We should empower teachers, parents and pupils – but to allow big business into schools would cost us big time. We don’t want our kids growing up thinking of themselves as passive consumers – we want active citizens.
I am very much in favour of the pupil councils that some schools have which allow kids to elect their representatives and hold them to account, and to have some say in their school.
There is not one word of Cameron’s outpourings yesterday that one can believe in. Every single proposal in it is bogus and hides an ulterior motive as you have so well highlighted here with respect to schools.
BTW, this is a phenomenally good blog, learning a hell of a lot, thanks very much indeed for all your efforts.
Difficult to improve on what has already been said here; Strategist is right, Cameron just can’t be trusted. If ever there was a product of the last 30 years of neoliberal ideology, where wealth inequality has grown and grown and social mobility stagnated, he’s it.
Educated at one the most expensive schools in Britain, straight into Oxbridge then into politics via a stint as (God help us) a PR career, he’s going to represent only the interests of the privileged elite he comes from. To fix the crisis caused by these self same people, he’ll attempt to slash public spending by continually attacking the public sector, and positing yet more privatisation as the solution.

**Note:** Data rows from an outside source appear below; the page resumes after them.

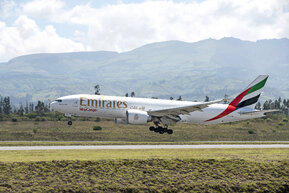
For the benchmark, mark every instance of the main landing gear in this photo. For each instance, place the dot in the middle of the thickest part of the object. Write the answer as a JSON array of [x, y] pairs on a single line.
[[161, 130]]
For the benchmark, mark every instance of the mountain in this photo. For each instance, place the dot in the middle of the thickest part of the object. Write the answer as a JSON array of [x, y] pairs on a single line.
[[172, 68]]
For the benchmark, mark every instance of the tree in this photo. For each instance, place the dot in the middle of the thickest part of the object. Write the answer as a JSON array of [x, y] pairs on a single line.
[[132, 94], [26, 109], [20, 111], [258, 106], [31, 107], [41, 108], [6, 105], [97, 89]]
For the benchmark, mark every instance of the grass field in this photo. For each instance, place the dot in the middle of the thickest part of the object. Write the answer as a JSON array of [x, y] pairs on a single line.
[[257, 155], [270, 129], [145, 175], [156, 170]]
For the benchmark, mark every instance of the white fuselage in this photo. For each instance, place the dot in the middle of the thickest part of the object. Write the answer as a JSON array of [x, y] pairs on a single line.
[[116, 107]]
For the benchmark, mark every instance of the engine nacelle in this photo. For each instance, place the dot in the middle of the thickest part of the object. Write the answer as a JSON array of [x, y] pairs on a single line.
[[120, 121], [136, 117]]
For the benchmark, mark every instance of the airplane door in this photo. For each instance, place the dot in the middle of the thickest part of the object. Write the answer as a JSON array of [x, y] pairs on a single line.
[[75, 103]]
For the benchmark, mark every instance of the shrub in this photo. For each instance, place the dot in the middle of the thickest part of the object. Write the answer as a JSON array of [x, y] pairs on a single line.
[[251, 132], [97, 128], [34, 130], [281, 124]]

What you won’t do is find him holding his friends in the City to account, or doing any genuine reform of the tax system to cut tax avoidance or redistibute wealth. And due to our stupid voting system, he’ll probably get a huge majority in our (discredited) parliament at the next election. The future looks bleak.
Totally, totally agreed fellers. I happen to think that policy, not personality, is the key to Britain finding its way out of this mess. But if I’m wrong, this vacuous twerp is not the man to prove it. Was it Rockfeller or Getty who said “The door swung open, I stepped through, and before anyone else could follow, the door closed.” The door must have been the one to THAT Conservative Party Conference. One half decent speech, without a shred of substance to it (could someone have slipped a little something in David D’s tea that day?) and the Tories had lumbered themselves. He tried the same trick with his ‘My word I’m so dynamic I almost frightened myself’ speechifying, announcing the setting up of his ( no terms of reference/ meet in secret/ purely internal I know, but it could help me be rid of a few of the awkward squad like Boris-oh he’s gone has he?) Star Chamber. Gawd help us.
Hullo Richard
RE FREE MARKET IN EDUCATION level the money playing field to free it
When I arrived in the UK from Australia in the mid-70s you had a half-decent comprehensive education system. Conservative policies in the 1980s and 1990s had a lot to do with wrecking it..
Why was there a lot of industrial action? Withdrawal of support by teachers resulted. At least Labour spent the money on fixing the roofs neglected for so long. But you mention elsewhere expensive consultants..
One of your correspondents says the future looks bleak. Indeed.
The main thing I want to say is that the abolition of published league tables is long overdue, and I’d like to hear your opinion on that.
I submit that those tables have helped to destroy the fabric of society. Parents chasing after a few points of difference have moved house, cart their kids across cities: pollution, time poverty, etc etc.
Exacerbating of “divides” is also a lot due to wealth differences that accountants know about. Mixing the people groups and helping them to take an interest in their local school of a good and reasonable standard is surely the way forward?
Lets get rid of fear, shop local and educate local. What do you think, as an experienced governor?
Kind regards to all
Ian
PS similar sorts of rubbish in selfish human behaviour are happening in Australia. Isn’t diverting part of the money supply as I have said before on this blog one of the main answers?